1 Introduction

Despite recent advances in optical flow estimation, it is still challenging to account for complicated motion patterns. At video rates, even such complicated motion patterns are smooth for longer than just two consecutive frames. This suggests that information from frames that are adjacent in time could be used to improve optical flow estimates. Indeed, numerous methods have been developed [2, 3, 9, 10]. However, none of the top three optical flow algorithms on the major benchmark datasets uses more than two frames [4, 6].

We observe that, for some types of motion and in certain regions, past frames may carry more valuable information than recent ones, even if the optical flow changes abruptly—as is the case of occlusion regions and out-of-boundary pixels. Kennedy and Taylor [8] also leverage this observation, and select which one of multiple flow estimates from adjacent frames is the best for a given pixel. We propose a method to fuse the available information. Specifically, we first estimate per-frame optical flow using a two-frame network module, and then warp multiple optical flow estimates from the past to the current frame, which we can fuse with a second neural network module.

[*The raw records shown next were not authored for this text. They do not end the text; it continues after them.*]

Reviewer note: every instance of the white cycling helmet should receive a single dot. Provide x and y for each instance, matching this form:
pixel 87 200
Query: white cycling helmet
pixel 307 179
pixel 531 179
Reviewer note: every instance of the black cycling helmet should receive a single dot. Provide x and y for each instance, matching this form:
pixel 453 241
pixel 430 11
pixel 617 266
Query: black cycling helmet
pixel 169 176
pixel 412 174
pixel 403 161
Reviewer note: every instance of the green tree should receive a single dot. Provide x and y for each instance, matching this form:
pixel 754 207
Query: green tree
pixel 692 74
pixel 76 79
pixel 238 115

Our approach offers several advantages. First, it allows to fully capitalize on motion information from past frames. Second, our fusion network is agnostic to the algorithm that generates the two-frame optical flow estimates; any standard method can be used as an input, making our framework flexible and straightforward to upgrade when improved two-frame algorithms become available. Finally, if the underlying optical flow algorithm is differentiable, our approach can be trained end-to-end. Extensive experiments show that the proposed algorithm outperforms published state-of-the-art, two-frame optical flow methods by significant margins on the KITTI [6] and Sintel [4] benchmarks. To further validate our results, we present alternative baseline approaches incorporating recurrent neural networks with the state-of-the-art deep-learning optical flow estimation methods, and show that the fusion approach achieves significant performance gains.

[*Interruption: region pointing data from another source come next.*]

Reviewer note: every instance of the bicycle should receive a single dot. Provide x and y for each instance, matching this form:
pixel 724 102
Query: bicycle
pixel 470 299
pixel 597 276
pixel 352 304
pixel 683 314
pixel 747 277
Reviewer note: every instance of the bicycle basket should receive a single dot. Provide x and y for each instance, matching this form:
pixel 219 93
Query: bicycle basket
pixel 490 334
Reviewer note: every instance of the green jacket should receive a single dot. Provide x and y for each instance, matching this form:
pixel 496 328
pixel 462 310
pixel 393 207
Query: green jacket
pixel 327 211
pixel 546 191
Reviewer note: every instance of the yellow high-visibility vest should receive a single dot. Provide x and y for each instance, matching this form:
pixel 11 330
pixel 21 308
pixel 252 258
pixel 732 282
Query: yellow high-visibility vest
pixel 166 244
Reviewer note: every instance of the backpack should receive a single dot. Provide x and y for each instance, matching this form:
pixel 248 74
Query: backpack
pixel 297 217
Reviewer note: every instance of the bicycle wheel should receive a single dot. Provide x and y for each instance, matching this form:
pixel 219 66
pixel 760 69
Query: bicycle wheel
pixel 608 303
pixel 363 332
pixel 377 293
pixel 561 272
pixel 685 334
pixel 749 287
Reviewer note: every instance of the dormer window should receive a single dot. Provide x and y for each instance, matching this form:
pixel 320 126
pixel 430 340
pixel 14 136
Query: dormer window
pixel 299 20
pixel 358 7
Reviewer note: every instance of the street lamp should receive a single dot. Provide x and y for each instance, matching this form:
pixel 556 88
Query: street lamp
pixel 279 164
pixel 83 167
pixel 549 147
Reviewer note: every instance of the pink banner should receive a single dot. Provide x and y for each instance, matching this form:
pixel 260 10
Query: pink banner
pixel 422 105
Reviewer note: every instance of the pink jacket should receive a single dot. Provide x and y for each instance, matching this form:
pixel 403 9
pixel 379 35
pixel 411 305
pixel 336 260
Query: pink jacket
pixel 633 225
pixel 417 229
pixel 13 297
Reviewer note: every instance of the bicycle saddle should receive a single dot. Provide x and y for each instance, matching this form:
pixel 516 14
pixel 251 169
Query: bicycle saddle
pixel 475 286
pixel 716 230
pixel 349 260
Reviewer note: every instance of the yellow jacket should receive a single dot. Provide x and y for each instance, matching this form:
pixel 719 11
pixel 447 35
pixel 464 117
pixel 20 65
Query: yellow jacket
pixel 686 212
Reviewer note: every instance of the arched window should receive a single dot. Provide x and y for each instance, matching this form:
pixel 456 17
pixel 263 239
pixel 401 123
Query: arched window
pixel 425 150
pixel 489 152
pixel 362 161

2 Proposed Model: Temporal FlowFusion

For clarity reasons, we focus on three-frame optical flow estimation. Given three input frames \(\mathbf {I}_{t\!-\!1}\), \(\mathbf {I}_{t}\), and \(\mathbf {I}_{t\!+\!1}\), our aim is to estimate the optical flow from frame t to frame \(t+1\), \(\mathbf {w}^f_{t \rightarrow t+1}\). The superscript ‘f’ indicates that it fuses information from all the frames. We use two-frame methods, such as PWC-Net [11], to estimate three motion fields, \(\mathbf {w}_{t \rightarrow t+1}\), \(\mathbf {w}_{t-1 \rightarrow t}\), and \(\mathbf {w}_{t \rightarrow t-1}\). We backward warp \(\mathbf {w}_{t-1\rightarrow t} \) using \(\mathbf {w}_{t \rightarrow t\!-\!1}\): \(\widehat{\mathbf {w}}_{t \rightarrow t+1} \!=\! \mathcal {W} (\mathbf {w}_{t\!-\!1 \rightarrow t}; \mathbf {w}_{t \rightarrow t\!-\!1})\), where \(\mathcal {W} (\mathbf {x}; {\mathbf {w}})\) denotes warping the input \(\mathbf {x}\) using the flow \(\mathbf {w}\).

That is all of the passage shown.